これはハジメだ。多分大丈夫だろう。…いや、神の法を尊んでいないな…大丈夫だろうか…
必要なものは14の言葉である。
これは何十年も前に見たのにも関わらず、全て覚えている。
・らせん階段
・カブト虫
・廃墟の街
・イチジクのタルト
・カブト虫
・ドロローサへの道
・カブト虫
・特異点
・ジョット
・
・紫陽花
・カブト虫
・特異点
・秘密の皇帝
だ。これを特定の場所で言えばいいだろう。
足りないものは極罪を犯した36名以上の魂、そして勇気だ。
俺は天国へ行くと言ったものの、まだそのことに関して恐怖心が消えていない。何かが胸の中でモヤモヤとし、何かを引き止めているようだ。一体何を止めているのだろうか…

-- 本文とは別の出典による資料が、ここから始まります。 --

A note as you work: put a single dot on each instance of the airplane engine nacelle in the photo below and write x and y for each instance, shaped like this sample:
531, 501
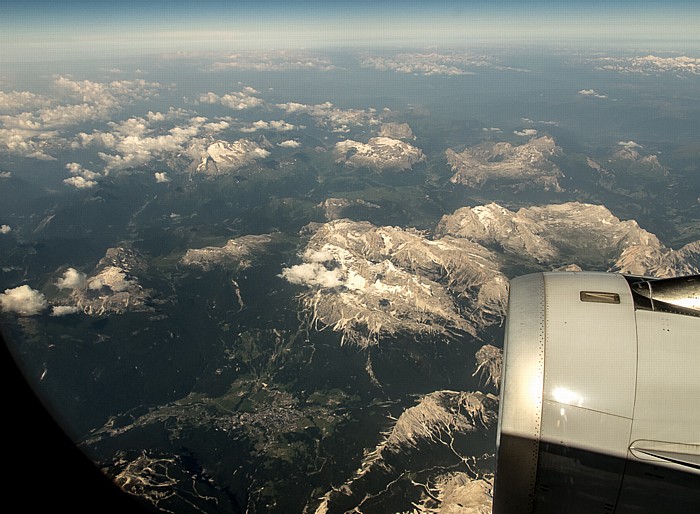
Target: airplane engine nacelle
600, 395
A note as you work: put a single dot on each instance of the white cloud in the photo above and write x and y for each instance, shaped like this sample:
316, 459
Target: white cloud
335, 118
280, 60
651, 64
137, 141
209, 98
240, 101
23, 300
72, 279
62, 310
111, 277
29, 133
80, 182
216, 126
525, 132
277, 125
17, 101
629, 144
592, 93
77, 169
313, 274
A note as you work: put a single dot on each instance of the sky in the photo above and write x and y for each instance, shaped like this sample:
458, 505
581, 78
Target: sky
36, 30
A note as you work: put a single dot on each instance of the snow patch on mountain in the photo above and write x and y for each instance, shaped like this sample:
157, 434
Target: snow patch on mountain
522, 165
378, 153
370, 282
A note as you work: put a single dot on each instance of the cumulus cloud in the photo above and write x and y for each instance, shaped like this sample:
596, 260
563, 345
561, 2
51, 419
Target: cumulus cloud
19, 101
113, 278
276, 125
237, 101
138, 141
63, 310
80, 182
23, 300
629, 144
525, 132
313, 274
217, 126
337, 119
276, 60
28, 133
651, 65
72, 279
592, 93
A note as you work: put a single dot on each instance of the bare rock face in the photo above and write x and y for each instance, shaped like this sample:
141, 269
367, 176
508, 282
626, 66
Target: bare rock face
368, 282
458, 493
222, 156
113, 288
396, 130
449, 426
522, 165
237, 252
660, 261
335, 207
379, 153
555, 235
489, 361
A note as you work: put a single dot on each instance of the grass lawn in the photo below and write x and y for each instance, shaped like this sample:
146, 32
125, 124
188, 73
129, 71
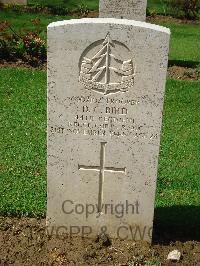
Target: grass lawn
23, 144
185, 38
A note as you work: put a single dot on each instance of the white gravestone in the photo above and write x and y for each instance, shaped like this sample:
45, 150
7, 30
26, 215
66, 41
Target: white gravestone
106, 83
126, 9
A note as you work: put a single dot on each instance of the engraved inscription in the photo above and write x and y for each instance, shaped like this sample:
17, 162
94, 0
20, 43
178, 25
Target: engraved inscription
104, 70
102, 169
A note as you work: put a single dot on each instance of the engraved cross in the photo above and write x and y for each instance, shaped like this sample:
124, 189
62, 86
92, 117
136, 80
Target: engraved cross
102, 169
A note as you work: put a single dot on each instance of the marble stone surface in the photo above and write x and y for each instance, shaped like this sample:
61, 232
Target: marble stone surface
126, 9
106, 84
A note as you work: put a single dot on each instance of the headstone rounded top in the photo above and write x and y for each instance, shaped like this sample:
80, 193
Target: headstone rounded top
127, 22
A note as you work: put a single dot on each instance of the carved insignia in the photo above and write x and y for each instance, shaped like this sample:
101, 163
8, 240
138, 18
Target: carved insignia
106, 71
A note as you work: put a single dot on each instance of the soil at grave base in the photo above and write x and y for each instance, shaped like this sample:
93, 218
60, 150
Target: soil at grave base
23, 241
174, 72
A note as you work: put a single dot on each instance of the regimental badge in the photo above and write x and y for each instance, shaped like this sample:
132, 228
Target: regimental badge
106, 67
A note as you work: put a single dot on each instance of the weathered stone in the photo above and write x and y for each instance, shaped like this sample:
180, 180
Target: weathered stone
106, 83
126, 9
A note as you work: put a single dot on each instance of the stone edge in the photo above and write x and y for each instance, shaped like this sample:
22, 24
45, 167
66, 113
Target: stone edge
109, 21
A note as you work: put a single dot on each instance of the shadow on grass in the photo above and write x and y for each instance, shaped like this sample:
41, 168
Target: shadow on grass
176, 223
183, 63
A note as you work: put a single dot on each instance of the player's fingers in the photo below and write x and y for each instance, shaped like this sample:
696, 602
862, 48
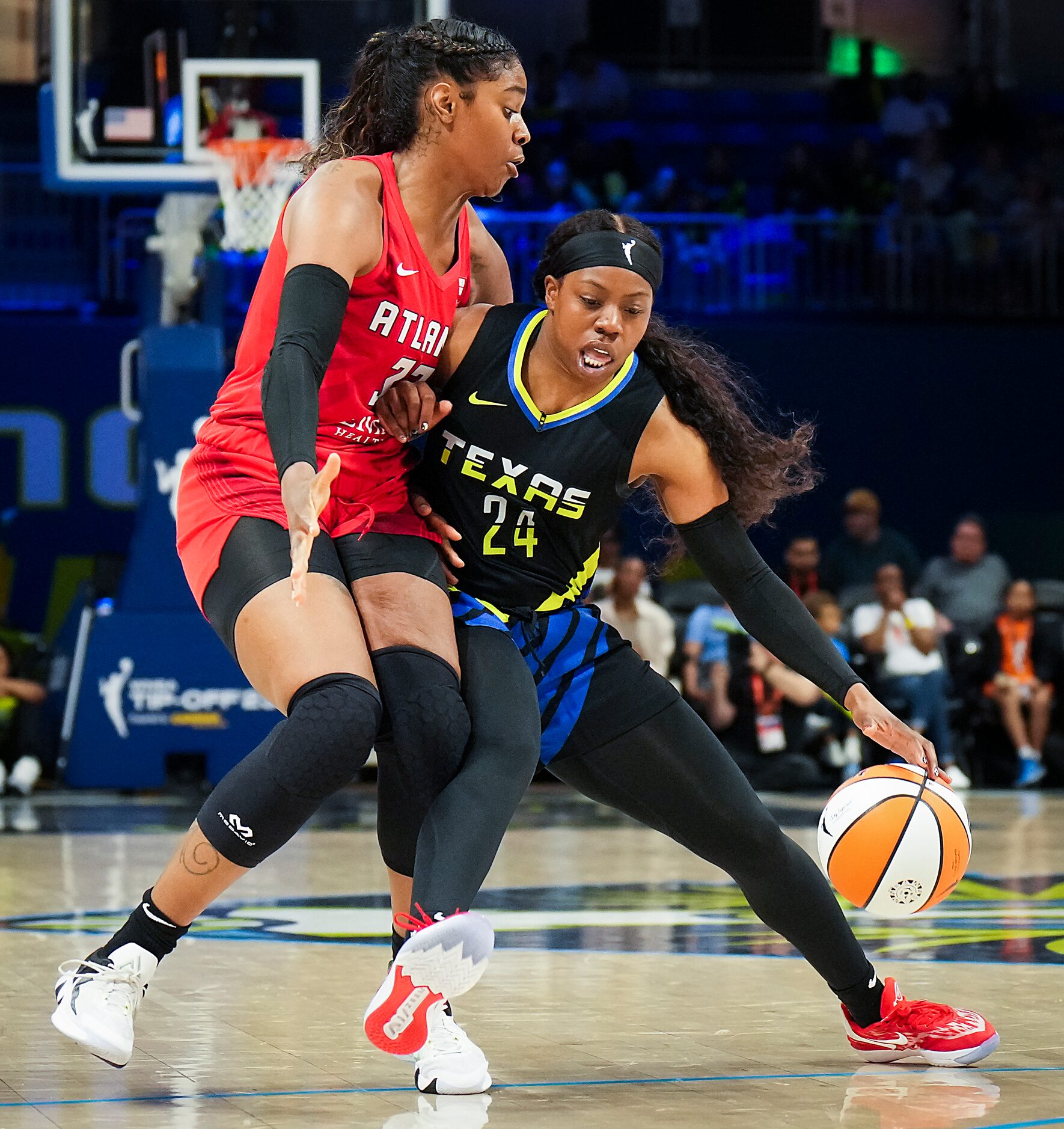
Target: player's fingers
321, 489
442, 527
329, 472
931, 757
426, 408
408, 407
388, 419
301, 560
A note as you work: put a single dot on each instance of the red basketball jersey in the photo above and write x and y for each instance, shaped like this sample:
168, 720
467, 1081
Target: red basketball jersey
398, 319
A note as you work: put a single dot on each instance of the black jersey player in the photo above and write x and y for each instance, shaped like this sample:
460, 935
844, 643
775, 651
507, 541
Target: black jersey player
551, 417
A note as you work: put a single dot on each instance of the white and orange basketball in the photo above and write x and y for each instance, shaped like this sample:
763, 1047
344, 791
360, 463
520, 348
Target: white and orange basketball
894, 842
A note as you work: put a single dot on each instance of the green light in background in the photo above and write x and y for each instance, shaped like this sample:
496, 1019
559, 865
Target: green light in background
844, 60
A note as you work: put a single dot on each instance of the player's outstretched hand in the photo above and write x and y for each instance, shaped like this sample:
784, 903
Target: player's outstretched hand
448, 533
305, 495
409, 409
877, 723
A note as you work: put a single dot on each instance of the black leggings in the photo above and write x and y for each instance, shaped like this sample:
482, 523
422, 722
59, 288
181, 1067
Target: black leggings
670, 774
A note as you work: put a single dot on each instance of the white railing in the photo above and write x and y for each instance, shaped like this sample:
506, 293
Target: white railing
714, 263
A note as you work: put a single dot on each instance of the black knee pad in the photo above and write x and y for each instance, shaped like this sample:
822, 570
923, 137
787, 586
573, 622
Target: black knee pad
317, 750
426, 717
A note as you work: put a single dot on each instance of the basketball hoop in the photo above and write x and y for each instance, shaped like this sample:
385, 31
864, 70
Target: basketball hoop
254, 180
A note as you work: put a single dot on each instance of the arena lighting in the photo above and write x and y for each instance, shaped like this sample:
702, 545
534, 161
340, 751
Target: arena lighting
845, 55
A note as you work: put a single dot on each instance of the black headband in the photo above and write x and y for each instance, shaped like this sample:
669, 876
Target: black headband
608, 249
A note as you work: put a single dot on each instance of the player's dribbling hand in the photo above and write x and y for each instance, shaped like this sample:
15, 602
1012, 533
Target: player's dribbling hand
447, 532
409, 409
877, 723
305, 495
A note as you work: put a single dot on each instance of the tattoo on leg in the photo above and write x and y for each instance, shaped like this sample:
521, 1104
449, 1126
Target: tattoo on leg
199, 858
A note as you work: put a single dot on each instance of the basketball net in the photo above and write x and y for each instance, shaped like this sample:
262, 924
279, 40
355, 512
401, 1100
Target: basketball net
254, 180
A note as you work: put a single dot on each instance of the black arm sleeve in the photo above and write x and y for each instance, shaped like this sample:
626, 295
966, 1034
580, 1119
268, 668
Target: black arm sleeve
313, 303
763, 603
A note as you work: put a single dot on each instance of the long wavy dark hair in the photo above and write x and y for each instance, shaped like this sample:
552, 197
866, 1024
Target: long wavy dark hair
382, 111
760, 463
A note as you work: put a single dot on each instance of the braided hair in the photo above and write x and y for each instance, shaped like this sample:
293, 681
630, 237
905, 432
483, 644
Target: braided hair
382, 111
759, 464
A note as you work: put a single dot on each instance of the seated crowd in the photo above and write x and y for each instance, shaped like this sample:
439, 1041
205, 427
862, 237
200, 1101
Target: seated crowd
959, 648
902, 153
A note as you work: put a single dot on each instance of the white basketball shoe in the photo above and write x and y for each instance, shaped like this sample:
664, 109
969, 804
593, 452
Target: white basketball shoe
438, 961
96, 1000
450, 1063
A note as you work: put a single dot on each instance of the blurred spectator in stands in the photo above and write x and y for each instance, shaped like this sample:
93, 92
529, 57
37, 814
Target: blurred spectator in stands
825, 609
864, 546
966, 586
543, 84
913, 110
590, 86
557, 191
663, 192
801, 564
768, 705
984, 112
1020, 655
705, 662
638, 619
991, 186
22, 727
609, 558
718, 188
860, 101
801, 188
842, 740
1051, 151
903, 631
861, 188
1035, 217
930, 168
908, 226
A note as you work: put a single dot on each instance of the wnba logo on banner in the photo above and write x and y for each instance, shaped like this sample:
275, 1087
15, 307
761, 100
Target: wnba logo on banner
130, 702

スタンドを捨て去る勇気を出すにはまだ時間がかかりそうだ。
36の魂はこれからの道中に集めればいいだろう。この世には屑が溢れているからな。神父みたいに収監所のような場所へ赴くのもいいかもしれない。
やはり質の悪い魂より、高純度の魂が欲しい。その方が天国へ到達した時に得られる力は大きい。
あれ…?なんで俺、そんなこと知ってんだ…?というか俺が天国に到達したら神父みたいに時を加速して、世界を一巡させるのか?…わからん。
俺達のいる魔法陣が光を放ち始める
おっ、そろそろ転移か…少し名残惜しい気もするが早く美味い血を吸いたい。まずは近場の村や町の人間共を手当たり次第に殺さないように吸血して回るか。
この際男でも構わない。ハジメの血は流石に飽きた…!
そこで光が俺達を包み込み、転移の術式が発動した。
オリ主はアイズオブヘブンを知りません。というかオリ主の元いた世界では存在していません。所謂パラレルワールドってやつですね。